Thursday, August 10, 2023

Psycho Therapy makes the World Worse

Quillette essay:
the sentiment is ubiquitous: We all need therapy. You’ll find article after article after article that says this explicitly. The media champion the notion daily.
A lot of people say that therapy is generally beneficial, as if it good for everyone. It is not.

It should be obvious that it is harmful to some people, in some cases.

I suspect that it is harmful in most cases, if not all cases. I have never known it to benefit anyone. There are studies by psychologists that claim to show some benefit to what they do, but the evidence is very weak.

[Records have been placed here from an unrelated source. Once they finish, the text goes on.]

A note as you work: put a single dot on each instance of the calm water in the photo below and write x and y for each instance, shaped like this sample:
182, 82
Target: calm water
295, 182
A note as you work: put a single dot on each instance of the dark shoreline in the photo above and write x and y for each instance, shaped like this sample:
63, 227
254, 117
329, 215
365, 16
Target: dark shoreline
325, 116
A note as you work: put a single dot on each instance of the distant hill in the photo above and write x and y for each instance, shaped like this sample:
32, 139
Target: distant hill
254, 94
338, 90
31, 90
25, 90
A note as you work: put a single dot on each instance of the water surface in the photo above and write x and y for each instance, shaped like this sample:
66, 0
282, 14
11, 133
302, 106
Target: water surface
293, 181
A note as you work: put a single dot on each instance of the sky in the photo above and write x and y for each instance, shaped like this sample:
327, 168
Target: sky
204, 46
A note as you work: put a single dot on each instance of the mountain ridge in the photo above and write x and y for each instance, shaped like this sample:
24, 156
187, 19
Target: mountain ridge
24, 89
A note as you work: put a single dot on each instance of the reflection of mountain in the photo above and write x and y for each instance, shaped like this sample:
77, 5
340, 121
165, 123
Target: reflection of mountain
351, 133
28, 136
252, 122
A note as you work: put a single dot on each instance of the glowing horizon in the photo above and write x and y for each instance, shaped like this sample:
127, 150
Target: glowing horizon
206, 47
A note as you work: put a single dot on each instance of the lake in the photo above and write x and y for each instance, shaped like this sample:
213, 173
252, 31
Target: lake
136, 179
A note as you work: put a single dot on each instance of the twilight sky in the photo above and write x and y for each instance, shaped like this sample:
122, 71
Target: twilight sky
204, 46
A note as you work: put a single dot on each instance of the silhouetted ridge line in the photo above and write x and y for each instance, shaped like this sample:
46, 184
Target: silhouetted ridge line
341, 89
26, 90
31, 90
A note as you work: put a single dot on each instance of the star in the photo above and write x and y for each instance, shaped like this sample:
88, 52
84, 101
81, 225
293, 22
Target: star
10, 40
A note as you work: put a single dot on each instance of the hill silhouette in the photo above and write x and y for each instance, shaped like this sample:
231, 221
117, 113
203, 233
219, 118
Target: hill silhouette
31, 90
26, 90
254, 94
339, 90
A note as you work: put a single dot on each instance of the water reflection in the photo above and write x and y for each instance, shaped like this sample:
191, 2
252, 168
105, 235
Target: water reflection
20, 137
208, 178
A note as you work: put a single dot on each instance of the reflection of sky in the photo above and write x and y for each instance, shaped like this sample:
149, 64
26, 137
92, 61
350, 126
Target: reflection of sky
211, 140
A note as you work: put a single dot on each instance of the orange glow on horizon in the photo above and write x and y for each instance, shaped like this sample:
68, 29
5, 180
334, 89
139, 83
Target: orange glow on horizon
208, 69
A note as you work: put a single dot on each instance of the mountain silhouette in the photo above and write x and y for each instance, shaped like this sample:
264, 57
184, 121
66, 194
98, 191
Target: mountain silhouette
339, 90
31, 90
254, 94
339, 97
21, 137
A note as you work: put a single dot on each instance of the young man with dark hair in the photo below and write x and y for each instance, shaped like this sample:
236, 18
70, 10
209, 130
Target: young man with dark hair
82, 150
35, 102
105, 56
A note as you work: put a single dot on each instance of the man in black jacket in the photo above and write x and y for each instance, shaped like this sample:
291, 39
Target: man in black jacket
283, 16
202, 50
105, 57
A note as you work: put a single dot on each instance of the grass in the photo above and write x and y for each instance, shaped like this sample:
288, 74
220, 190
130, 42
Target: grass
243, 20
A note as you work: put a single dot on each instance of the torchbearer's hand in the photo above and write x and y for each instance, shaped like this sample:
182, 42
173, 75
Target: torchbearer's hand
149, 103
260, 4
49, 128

The alleged benefits are usually for some narrowly focused cognitive behavioral therapy, or something like that. Other types of treatments are much less effective.


CFT said...

Good counseling can help people, obviously. There is much evidence for this, provided the counselor knows what the hell they are talking about and has experience with human nature...actual human nature, not linguistic jargon. Talking to folks about du jour mental problems with psycho babble 'tell me about your mother', 'micro agressions', 'toxic masculenity','gender identity', etc. to sell a new mental problem to folks, does nothing but provide an sanctioned excuse. Most of these mental problems are just marketable snake oil for an entire class of mostly useless experts. They literally create their own problems to then get paid to solve.

Back in the eighties I remember how 'my father sexually abused me' became the new trendy therapy fad in California, everyone from celebrities to everyday folks suddenly discovered how abused they were as toddlers with hypno-regression therapy. It certainly didn't make anyone better, just more outraged, but it did give a lot of people excuses for their bad behavior. I remember one girl I knew telling me how her father touched her privates all the time when she was a toddler. Being that I had actually been present on numerous occasions when this touching orgy of privates was going on (I was about seven years old when she was one), I asked her if her therapist had ever considered she might be misinterpreting something else entirely that was going on that was sexual abuse. The girl grew incredibly angry and snarled "LIKE WHAT? What possible reason did my father have for touching me down there??!"
"Well, like you had pooped your diaper and he was cleaning your up before changing it."
Her eyes got big. Then she got very quiet. Then she got very angry. Then she started crying.
"Does your therapist by any chance have any children?" I asked. She admitted her therapist was single.

In the end, the girl remained mad at me for quite awhile because I had stolen her psychological fig leaf that she had been hiding her chronic bad behavior behind. People love excuses, especially official or scientific sounding ones that absolve them from accountability that they can easily trot out whenever is convenient.

CFT said...

The best counseling can do is bring something to your attention you didn't notice, or want to notice, and hope you can take conscious control of to get yourself sorted. It can't fix you, or resolve your issues, as is portrayed in silly Hollywood depictions of the wealthy and their shrinks. Having a personal therapist also relates perfectly to the size of the class of people who have psychological disorders no one else has outside of their income bracket, and which disorders seem to suddenly become quite common at times and then suddenly go out of style for some highly mysterious reason.

Anyone who has studied abnormal psychology seriously knows that the treatments to psychological disorders varies widely with very little agreement even throughout the field, and has changed so much, that it doesn't even work historically or physiologically, as yesterdays cures are often completely invalidated fifteen minutes later by newer more expensive treatments which declare the previous cures as ineffective quackery.

Much like the success rate of random mutations, It is a very tiny fraction of past medical practices that turned out to be remotely beneficial and not harmful.